Mas nem tudo está perdido. Há uma solução para este problema, garante o superintendente do Procon-MT, Eduardo Rodrigues, advogado especialista em defesa do consumidor. “Há algumas etapas a serem seguidas para evitar este tipo de situação, seja qual for o produto a ser comprado”.

Segundo ele, o primeiro passo é o planejamento. Ou seja, saber o que vai comprar, para evitar aquisições indesejáveis e gastar um dinheiro desnecessário. No caso de alimentos, por exemplo, fazer uma lista é fundamental. 

O segundo passo, continua, é pesquisar preços. “Porém, é bom destacar a relação custo-benefício, prestando sempre atenção na qualidade no momento da pesquisa de preço do produto a ser adquirido, para não cair na armadilha do ‘barato que sai caro’”.

Na hora da compra de produtos industrializados e com marcas definidas, ele aconselha adquiri-los em atacados (ou atacarejos, como mais comumente são chamados), cujo poder de compra é bem superior aos mercados normais. Por isso, conseguem reduzir seus custos com os fornecedores e, vender mais barato.

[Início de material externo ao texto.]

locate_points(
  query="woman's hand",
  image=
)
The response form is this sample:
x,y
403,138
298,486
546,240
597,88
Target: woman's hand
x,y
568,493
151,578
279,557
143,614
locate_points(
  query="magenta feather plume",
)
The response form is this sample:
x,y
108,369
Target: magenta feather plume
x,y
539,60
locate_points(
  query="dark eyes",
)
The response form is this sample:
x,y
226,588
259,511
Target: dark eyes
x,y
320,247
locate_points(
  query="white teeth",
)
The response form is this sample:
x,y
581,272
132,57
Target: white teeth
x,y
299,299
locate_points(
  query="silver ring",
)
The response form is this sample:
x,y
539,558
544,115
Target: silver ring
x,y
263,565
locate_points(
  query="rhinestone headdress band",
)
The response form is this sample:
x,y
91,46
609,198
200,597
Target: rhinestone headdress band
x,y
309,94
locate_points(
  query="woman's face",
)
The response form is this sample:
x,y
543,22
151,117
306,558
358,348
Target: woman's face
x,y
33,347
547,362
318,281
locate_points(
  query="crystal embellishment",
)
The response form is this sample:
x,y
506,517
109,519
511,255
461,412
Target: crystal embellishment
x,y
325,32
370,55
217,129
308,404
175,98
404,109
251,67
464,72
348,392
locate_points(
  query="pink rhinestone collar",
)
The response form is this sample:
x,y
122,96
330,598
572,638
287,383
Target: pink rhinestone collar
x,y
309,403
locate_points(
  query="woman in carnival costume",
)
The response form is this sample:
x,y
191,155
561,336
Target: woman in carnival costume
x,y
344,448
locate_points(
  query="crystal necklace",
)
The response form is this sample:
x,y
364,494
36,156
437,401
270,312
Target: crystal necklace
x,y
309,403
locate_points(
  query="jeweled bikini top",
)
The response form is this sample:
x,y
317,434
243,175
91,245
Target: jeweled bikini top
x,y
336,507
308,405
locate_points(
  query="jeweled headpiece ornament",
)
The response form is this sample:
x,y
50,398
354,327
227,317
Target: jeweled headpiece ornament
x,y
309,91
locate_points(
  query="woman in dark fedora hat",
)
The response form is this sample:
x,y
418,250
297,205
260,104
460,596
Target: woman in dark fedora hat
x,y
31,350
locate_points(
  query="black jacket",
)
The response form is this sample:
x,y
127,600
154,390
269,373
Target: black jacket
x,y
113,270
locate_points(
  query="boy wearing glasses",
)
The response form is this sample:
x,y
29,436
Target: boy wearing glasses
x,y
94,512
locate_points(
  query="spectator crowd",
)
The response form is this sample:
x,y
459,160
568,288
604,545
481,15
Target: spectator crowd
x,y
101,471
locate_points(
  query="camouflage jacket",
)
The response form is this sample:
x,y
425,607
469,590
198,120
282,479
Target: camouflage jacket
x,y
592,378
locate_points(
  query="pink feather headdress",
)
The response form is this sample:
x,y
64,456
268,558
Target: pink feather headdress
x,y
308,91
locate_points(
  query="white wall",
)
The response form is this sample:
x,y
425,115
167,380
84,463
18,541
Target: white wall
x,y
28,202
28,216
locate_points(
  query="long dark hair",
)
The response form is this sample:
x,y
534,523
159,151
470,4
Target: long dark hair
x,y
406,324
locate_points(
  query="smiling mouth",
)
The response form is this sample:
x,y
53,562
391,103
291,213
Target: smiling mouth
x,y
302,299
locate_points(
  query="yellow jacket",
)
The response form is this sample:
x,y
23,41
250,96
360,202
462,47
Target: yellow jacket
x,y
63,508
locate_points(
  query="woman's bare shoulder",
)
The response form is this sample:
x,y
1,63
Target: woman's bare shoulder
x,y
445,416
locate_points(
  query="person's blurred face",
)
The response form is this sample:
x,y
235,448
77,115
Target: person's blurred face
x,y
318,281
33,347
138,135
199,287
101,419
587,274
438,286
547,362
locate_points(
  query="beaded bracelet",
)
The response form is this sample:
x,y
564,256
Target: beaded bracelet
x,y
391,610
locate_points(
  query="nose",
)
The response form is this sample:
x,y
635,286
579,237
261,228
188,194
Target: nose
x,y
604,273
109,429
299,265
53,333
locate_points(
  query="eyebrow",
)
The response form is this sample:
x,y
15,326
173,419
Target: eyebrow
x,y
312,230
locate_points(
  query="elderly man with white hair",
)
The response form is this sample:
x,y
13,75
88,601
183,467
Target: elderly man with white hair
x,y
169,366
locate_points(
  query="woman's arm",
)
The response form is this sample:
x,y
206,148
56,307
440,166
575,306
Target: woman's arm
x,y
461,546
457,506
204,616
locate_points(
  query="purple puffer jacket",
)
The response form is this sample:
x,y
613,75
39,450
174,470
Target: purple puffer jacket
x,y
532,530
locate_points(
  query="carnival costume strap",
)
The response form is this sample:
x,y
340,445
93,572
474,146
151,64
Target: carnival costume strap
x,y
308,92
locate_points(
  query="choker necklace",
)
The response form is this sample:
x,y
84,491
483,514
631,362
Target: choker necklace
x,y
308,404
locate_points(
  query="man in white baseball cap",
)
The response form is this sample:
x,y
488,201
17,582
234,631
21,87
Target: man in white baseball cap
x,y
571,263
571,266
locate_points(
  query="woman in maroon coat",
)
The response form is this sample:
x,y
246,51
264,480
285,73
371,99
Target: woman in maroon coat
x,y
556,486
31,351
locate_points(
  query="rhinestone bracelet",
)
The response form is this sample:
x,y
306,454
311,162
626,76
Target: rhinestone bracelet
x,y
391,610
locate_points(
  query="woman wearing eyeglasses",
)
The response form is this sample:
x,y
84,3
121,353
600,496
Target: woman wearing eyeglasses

“Já no caso dos alimentos, hortaliças principalmente, há vários pontos de feira livre, especialmente em Cuiabá, onde é possível comprar diretamente do produtor. Muitas vezes são produtos orgânicos (sem adubos químicos), a preços mais acessíveis que nos mercados comuns, por não existir a intermediação”, aconselha. 

Outra orientação do superintendente do Procon-MT é não fazer compras parceladas (um produto de cada vez), evitando ir constantemente (ou mesmo diariamente) ao mercado. O correto, e que vai gerar mais economia ao consumidor, é fazer compras mensais, com o auxílio de uma lista.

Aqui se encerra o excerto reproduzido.